What began life back in 2009 as a simple food truck just off the interstate has now become an undisputed Austin institution, a rite of passage for meat-loving tourists, and a veritable goldmine for owners Aaron and Stacy Franklin – so far the brand has generated a bestselling BBQ cookbook, a popular web series, an always-rammed trailer at SXSW, a line of BBQ sauces, and a PBS TV show, as well as multiple prestigious awards.

Franklin Austin

It’s saying something that this no-frills, unassuming restaurant, seating perhaps 100 diners at most along shared wooden benches, has exploded onto the national consciousness in recent years because, if Texas is known for one thing, apart from, you know, all the other things it’s known for, it’s good barbecue.

This is, after all, where American barbecue was (arguably) invented, and certainly where the art was perfected, by German and Czech settlers bringing with them across the Atlantic their smokers and crafty sausage-making techniques. A tradition of church and political socials taking place over barbecue developed, complimented by a booming Texan cattle industry and the emancipation of slaves, many of whom looked to barbecue pits as a source of income as freemen. What was once an inexpensive and efficient way of preparing food for migrating cotton pickers has now been refined to the point that there are over 100 BBQ cook-offs in Texas every year, with West, East and Central Texas all having their own particular styles.

Franklin Austin

There are two reasons why Franklin is regarded as THE place to eat barbecue in Austin. The first is the undeniable quality of the food on offer – a typical lunch menu here might be composed of luscious strips of brisket that has been smoked over oak for 12-18 hours until it melts in the mouth, or heaped plates of turkey, sausage and ribs that have had similar attention lavished upon them, accompanied by generous sides of potato salad and slaw, with a dangerously-tempting range of mouthwatering dessert pies from bourbon banana to key lime if your stomach is up to the challenge.

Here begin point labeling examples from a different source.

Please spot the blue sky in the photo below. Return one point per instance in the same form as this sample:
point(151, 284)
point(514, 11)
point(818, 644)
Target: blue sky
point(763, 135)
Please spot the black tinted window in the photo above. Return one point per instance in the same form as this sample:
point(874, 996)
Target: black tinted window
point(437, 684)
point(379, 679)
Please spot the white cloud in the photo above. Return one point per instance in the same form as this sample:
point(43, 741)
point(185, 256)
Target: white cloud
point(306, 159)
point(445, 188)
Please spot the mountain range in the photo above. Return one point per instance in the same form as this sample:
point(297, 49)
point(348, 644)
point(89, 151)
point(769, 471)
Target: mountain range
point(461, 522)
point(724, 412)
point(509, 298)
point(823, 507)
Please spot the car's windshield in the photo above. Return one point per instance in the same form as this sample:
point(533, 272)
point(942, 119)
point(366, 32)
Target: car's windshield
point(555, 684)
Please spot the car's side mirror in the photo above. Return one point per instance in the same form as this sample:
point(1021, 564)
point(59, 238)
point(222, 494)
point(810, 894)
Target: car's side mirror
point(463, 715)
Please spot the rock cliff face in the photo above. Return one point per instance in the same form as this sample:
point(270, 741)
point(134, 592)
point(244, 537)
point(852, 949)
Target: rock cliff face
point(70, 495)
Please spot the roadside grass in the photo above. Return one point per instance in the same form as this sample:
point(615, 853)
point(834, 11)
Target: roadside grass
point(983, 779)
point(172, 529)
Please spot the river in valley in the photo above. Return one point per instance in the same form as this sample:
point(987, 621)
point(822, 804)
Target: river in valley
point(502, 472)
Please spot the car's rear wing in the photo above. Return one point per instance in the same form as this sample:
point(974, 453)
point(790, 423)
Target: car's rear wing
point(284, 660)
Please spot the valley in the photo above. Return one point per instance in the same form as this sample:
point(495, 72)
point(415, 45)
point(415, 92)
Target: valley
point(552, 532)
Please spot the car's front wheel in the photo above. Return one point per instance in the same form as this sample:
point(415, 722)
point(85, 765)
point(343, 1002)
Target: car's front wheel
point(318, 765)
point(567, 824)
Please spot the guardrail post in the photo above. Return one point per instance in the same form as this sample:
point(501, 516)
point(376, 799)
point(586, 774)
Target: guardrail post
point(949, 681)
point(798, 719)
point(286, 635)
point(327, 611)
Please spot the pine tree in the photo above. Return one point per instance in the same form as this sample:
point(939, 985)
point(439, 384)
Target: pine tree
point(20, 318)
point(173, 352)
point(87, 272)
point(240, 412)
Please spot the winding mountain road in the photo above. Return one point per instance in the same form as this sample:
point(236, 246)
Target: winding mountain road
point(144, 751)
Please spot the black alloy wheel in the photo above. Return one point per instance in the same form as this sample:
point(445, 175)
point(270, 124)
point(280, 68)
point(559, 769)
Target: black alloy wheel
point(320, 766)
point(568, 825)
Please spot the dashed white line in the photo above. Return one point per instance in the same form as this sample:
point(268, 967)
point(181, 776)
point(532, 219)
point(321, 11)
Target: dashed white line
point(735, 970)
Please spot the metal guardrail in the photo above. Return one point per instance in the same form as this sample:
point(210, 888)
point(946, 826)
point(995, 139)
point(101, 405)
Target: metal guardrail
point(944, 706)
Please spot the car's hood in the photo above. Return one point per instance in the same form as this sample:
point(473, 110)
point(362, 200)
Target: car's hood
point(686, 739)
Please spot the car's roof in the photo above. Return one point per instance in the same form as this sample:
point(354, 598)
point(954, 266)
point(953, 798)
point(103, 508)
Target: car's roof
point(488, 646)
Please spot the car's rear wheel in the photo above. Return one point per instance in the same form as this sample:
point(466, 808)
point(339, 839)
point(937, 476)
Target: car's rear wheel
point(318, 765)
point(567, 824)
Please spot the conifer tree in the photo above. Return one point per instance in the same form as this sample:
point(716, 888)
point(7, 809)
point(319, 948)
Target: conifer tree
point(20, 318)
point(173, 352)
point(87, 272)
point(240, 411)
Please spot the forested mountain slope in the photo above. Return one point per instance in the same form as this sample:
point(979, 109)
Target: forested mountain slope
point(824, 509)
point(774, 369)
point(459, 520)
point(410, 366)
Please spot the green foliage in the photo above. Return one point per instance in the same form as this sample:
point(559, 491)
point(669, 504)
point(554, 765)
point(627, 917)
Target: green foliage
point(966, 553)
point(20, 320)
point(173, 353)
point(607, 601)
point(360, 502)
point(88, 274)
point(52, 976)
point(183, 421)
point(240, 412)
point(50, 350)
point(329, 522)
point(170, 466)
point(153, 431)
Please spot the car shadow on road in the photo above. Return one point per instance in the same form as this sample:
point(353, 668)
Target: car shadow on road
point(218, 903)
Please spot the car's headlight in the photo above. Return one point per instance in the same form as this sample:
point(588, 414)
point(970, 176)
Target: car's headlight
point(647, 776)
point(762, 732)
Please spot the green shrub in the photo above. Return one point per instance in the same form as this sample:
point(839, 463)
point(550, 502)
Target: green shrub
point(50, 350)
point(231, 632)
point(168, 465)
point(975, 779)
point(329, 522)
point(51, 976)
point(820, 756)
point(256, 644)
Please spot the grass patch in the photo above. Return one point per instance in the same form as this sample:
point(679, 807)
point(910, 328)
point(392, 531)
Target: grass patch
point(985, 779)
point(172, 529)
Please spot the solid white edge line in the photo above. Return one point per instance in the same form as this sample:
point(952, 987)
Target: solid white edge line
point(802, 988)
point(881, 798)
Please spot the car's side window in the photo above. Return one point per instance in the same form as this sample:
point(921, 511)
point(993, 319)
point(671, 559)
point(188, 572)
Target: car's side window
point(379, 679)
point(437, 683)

Secondly, and quite likely the principal cause of Franklin’s notoriety, is the length of time customers must wait before they get served. It’s not unknown for people to queue for anywhere up to six hours for their food – come rain or shine, you take your turn in the line outside that stretches down the block and around the corner. Some even take their place before dawn during busy weeks in order to be first in the door when it opens at 11am. I actually heard of one person who queued for almost ten hours and still considered it worth the wait.

To accommodate this staggering level of demand, the restaurant gets through upwards of 20,000lbs of brisket alone, every month, with the smokers starting up in the scarily-early hours of the morning.

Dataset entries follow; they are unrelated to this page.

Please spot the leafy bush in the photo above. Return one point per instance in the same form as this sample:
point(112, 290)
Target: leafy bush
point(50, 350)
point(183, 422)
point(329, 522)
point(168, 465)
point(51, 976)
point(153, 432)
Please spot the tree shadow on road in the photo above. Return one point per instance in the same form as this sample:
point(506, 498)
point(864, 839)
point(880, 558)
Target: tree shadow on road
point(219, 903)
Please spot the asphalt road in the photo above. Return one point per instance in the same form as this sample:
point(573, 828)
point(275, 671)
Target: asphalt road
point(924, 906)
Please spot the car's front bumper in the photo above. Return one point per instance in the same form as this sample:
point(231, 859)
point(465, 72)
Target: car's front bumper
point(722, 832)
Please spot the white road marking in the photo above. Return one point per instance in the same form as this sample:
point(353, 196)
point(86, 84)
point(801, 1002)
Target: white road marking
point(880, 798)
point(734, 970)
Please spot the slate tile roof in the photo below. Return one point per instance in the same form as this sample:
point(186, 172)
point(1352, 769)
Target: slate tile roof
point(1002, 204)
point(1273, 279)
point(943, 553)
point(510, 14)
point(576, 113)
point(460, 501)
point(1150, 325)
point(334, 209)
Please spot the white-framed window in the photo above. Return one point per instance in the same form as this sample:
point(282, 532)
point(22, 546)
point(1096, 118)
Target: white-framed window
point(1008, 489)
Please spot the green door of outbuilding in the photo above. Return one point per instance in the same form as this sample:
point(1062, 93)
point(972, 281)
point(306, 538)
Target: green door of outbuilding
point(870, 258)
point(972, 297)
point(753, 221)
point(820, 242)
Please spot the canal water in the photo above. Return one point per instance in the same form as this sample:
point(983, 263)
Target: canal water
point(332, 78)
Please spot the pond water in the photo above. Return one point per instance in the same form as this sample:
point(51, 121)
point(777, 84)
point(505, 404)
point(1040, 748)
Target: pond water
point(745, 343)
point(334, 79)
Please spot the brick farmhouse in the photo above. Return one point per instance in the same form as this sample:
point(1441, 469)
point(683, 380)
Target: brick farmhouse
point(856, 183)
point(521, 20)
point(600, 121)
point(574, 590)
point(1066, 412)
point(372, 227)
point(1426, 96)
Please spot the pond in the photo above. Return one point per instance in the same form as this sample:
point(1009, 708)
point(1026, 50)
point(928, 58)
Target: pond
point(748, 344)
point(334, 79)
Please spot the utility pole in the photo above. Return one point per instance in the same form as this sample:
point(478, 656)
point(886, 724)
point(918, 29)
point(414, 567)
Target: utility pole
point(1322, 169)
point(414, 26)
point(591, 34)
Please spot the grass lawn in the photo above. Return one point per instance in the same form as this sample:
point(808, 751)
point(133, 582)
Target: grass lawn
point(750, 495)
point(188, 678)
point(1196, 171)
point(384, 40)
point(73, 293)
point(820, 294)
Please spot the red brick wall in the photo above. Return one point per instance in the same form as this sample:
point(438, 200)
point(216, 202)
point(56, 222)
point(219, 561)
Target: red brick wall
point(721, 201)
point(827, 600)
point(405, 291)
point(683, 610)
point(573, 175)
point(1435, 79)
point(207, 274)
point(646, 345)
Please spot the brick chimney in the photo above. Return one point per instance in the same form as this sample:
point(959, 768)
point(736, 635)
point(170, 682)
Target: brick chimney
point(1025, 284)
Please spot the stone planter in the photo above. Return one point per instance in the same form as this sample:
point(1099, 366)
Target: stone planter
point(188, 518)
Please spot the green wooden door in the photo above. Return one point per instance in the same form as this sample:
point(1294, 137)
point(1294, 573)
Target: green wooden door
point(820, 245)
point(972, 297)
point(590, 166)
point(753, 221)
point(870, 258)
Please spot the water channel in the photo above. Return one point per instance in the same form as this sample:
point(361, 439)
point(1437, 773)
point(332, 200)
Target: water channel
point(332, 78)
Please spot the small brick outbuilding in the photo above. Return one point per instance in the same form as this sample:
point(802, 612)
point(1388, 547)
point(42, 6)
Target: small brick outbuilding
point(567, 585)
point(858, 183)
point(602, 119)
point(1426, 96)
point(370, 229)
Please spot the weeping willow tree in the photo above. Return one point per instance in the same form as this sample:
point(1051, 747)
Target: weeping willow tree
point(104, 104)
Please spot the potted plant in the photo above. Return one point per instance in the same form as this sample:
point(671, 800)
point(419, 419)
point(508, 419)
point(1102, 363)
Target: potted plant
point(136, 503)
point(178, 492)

Franklin Austin Franklin Austin

Some prefer to skip the queue. You can order ahead to walk right in the door and pick up your food, but you need to book several weeks in advance. There are many other good BBQ joints in Austin, so many locals have somewhat lost interest in the Franklin phenomenon by now, but those that still can’t resist a fix will sometimes pay an industrious soul to hold their place in the line for them.

We stopped by Franklin for lunch on a Tuesday morning back in March 2015, assuming the line would be fairly light. Taking our places just after 10am, we eventually sat down to eat about four hours later, sanity and appetite completely intact. Some say the restaurant has peaked, and something of a backlash can be detected among locals and visitors alike, who feel the food isn’t worth the wait. In our case, as first-time customers, we would say that on the contrary, the wait was actually an integral part of the experience, heightened by flurries of excitement like a Mexican wave as you moved forward a few feet every twenty minutes, and the ecstasy of finally arriving at the stairs where tantalising aromas wafted down every time the door opened to let someone inside, like the pearly gates swinging apart to admit another happy soul.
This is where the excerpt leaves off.